The speed freak
November 9th, 2006When I first started coding the Replica framework, I wanted it to be the fastest meanest framework out there. Due to some misconceptions I used to spend hours and hours optimizing things like the Win32 message loop, write code in ASM. AT one point I even thought I'd write the entire engine in ASM, to get the most out of the CPU. I spent almost 2 months in R&D on optimal vector maths and matrix multiplication.
Looking back I now realize that these are not the things that define the speed of the engine. Yes, they are important, but not as important as an improved graphics technique. Coming to realize it now, writing the whole framework in ASM may have given me just 1 FPS more (if at all), where as a simple improvement in a graphics technique will give me much more than that.
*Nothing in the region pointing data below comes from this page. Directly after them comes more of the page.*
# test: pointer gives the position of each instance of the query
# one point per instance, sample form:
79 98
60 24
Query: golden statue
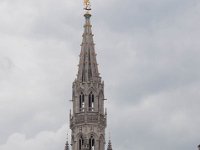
87 4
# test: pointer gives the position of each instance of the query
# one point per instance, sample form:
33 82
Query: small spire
67 144
87 5
109 143
88 67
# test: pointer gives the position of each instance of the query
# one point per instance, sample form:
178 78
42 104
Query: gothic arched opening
91 143
91 101
81 141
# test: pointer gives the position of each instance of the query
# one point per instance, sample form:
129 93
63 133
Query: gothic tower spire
88 117
88 70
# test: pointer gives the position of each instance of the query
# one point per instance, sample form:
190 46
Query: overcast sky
148 55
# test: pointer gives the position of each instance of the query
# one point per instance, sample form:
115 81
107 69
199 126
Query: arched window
91 101
81 142
82 102
91 143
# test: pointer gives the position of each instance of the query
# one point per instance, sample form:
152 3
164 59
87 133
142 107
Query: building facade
88 118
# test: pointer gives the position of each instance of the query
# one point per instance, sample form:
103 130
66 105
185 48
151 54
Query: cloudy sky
148 55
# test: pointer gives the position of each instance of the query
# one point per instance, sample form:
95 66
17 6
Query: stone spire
88 68
67 145
109 145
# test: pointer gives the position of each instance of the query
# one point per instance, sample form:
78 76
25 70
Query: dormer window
81 143
91 143
82 102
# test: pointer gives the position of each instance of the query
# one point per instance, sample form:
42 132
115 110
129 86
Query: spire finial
87 5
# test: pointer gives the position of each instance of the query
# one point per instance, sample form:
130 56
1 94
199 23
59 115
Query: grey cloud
148 54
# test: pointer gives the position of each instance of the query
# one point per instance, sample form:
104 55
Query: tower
88 117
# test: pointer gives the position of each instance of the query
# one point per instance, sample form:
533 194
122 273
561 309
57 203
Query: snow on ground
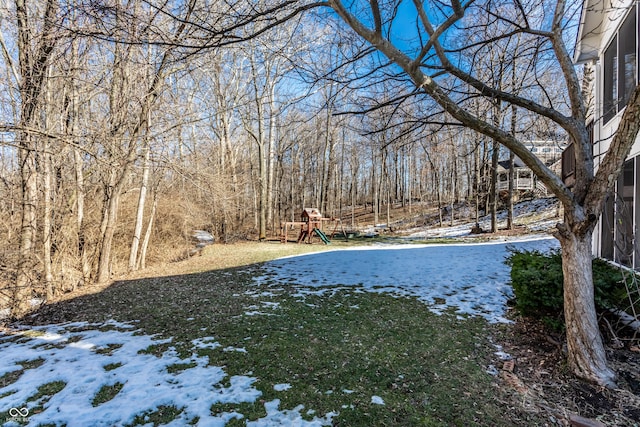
537 215
86 357
471 278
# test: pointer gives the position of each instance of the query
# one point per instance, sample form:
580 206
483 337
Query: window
620 67
610 80
627 59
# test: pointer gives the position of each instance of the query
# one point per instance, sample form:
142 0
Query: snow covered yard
314 338
471 279
82 374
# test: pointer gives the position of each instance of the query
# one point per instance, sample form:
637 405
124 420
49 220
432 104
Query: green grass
336 350
106 393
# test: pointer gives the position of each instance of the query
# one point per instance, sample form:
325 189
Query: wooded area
127 125
122 135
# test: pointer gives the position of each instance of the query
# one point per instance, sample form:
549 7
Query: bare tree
34 61
584 202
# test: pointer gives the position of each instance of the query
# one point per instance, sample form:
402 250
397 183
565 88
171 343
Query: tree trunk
23 285
493 196
137 232
586 354
46 221
82 247
109 218
142 260
511 191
Not to mention the inconveniences that I would have to go though managing ASM code. Don't get me wrong, an optimized vector class is important, but something like this is fairly straightforward and definitly did not need months of R&D. Just run it through VTune and you will get the most optimized code in the world.
Everytime the latest Quake source code came out, I'd go running to the vector class and see how they did it… And then be majorly dissapointed. For a long time, I even though that they used to replace the actual optimized code and put in the lame C code in it's place. I was most dissapointed when I started writing a mod for UT2K4. I realized that they were doing vector normalization in the .uc scripts. Mahn, what were they thinking!!!
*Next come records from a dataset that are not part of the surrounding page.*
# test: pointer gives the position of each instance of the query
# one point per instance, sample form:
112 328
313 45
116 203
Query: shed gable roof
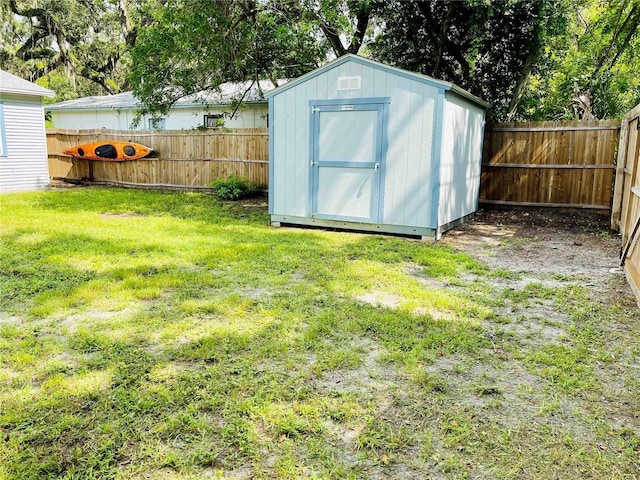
380 66
10 83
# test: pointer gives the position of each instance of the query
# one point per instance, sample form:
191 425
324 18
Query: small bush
234 188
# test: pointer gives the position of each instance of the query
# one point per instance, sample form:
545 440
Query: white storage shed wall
460 158
23 163
431 153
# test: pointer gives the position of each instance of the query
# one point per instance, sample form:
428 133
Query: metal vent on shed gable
349 83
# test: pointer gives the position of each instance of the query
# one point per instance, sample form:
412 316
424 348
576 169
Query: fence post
616 205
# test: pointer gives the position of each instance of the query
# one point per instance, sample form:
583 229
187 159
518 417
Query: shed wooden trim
441 84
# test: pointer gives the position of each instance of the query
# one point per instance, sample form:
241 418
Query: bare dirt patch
542 243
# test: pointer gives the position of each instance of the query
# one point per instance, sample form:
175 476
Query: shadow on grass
193 346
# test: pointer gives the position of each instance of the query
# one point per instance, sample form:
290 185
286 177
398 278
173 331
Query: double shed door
348 141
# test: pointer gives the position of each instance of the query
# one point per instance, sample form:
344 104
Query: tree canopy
537 59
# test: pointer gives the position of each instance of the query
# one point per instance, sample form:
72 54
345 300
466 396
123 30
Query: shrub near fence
550 164
181 159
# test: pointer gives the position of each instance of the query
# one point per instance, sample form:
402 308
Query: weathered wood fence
549 164
182 159
625 212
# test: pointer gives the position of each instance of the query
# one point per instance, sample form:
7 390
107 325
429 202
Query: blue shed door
347 143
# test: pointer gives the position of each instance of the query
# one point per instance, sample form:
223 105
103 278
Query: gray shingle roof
126 100
10 83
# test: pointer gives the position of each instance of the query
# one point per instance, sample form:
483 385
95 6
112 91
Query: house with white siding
202 110
23 143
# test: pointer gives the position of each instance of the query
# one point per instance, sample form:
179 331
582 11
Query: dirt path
548 245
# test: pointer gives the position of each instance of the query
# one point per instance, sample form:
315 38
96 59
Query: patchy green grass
172 335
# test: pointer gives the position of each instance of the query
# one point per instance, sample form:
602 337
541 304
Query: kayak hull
109 151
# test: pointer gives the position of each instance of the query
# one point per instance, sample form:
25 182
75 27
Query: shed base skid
423 232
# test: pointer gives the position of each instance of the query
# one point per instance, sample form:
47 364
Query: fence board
549 164
626 206
181 159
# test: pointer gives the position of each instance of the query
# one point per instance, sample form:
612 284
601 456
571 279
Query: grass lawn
170 335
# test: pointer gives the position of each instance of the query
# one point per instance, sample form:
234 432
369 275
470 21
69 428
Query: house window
214 120
3 133
157 123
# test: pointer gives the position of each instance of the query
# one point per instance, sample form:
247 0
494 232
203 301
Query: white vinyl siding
24 164
250 116
461 158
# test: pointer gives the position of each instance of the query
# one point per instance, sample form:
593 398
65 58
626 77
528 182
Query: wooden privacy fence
625 212
181 159
549 164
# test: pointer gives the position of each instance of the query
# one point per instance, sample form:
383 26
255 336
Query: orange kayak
109 151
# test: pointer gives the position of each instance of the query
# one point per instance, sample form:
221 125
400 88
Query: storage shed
360 145
23 144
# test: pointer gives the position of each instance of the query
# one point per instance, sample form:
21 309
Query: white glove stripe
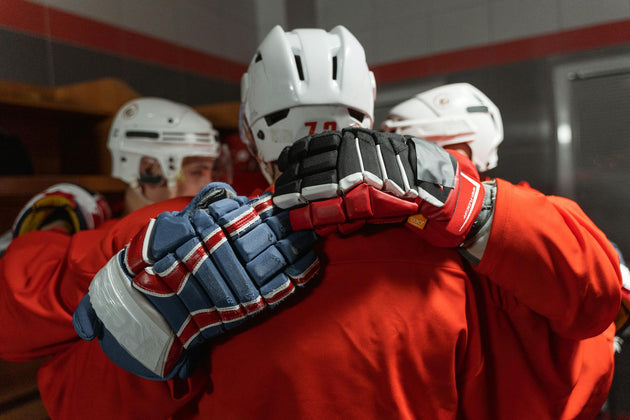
381 163
150 272
235 226
130 317
231 314
215 239
254 306
264 205
188 332
306 275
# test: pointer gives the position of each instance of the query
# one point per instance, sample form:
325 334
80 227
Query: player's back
384 335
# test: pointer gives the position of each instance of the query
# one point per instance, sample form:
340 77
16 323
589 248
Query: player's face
195 173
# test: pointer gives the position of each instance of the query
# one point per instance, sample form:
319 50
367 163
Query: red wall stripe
21 15
583 39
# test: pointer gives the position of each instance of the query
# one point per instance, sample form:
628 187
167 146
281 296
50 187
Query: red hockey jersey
395 329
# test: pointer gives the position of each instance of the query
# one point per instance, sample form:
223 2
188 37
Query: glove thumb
85 320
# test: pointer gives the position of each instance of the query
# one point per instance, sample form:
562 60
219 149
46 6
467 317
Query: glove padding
343 180
190 276
81 208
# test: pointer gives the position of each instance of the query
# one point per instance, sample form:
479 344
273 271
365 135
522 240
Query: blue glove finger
206 295
223 256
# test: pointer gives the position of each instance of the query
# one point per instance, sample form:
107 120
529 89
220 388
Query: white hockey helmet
301 82
164 130
452 114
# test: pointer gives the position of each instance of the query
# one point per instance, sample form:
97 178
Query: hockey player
397 325
64 236
520 264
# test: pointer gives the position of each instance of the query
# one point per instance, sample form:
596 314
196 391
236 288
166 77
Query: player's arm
543 250
547 253
191 276
65 206
341 180
35 314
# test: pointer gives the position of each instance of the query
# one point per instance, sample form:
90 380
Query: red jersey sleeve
44 275
547 253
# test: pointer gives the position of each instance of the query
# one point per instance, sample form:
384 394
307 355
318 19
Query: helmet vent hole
298 63
142 134
273 118
479 108
358 115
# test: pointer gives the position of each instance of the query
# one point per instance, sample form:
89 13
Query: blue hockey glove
339 181
190 276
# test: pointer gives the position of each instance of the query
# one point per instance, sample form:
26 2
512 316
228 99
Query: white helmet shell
452 114
164 130
302 82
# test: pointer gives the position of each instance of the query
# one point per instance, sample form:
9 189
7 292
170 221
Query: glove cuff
130 317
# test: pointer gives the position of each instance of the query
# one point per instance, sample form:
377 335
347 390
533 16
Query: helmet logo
442 101
130 111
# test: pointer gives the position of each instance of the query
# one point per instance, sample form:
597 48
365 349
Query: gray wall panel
24 58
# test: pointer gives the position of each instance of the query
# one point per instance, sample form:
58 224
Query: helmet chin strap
269 170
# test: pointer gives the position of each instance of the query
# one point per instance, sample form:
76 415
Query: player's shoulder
388 243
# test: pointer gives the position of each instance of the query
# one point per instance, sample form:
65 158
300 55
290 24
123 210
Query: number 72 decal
312 125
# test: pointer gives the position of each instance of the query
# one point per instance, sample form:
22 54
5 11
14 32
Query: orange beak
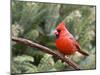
55 32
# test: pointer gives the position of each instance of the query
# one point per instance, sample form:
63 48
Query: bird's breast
65 45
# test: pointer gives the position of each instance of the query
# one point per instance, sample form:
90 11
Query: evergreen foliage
36 21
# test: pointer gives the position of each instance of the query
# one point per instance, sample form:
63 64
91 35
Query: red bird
65 42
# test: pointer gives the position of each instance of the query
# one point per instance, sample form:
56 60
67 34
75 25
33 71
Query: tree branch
46 50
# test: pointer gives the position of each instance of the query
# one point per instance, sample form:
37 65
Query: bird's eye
58 30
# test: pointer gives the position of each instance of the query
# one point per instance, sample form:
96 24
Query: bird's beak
55 32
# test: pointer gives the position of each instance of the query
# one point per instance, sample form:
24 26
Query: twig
46 50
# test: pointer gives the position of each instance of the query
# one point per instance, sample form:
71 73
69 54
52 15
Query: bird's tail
83 52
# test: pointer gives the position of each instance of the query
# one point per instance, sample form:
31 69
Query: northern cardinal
65 42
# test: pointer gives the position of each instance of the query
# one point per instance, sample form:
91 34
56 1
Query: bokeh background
36 21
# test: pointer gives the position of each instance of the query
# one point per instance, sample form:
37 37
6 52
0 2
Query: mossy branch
47 50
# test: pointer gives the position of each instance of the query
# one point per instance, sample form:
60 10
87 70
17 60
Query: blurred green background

Now after reading several presentations, articles and looking at some of the world's best engines, I'd say there is a looong list of optimizations that are needed, but none of them are near the vector class or the Win32 message loop as these are something that we will never be able to change.
IMO, a major amount of time spent is used to shovel data in memory and out of it, and just by using memory wisely you can improve the performace of any engine. And be warned this is not just in the CPU. Data shoveling takes place even in the GPU. Just try switching on mipmaps and see what a huge improvement in speed you get.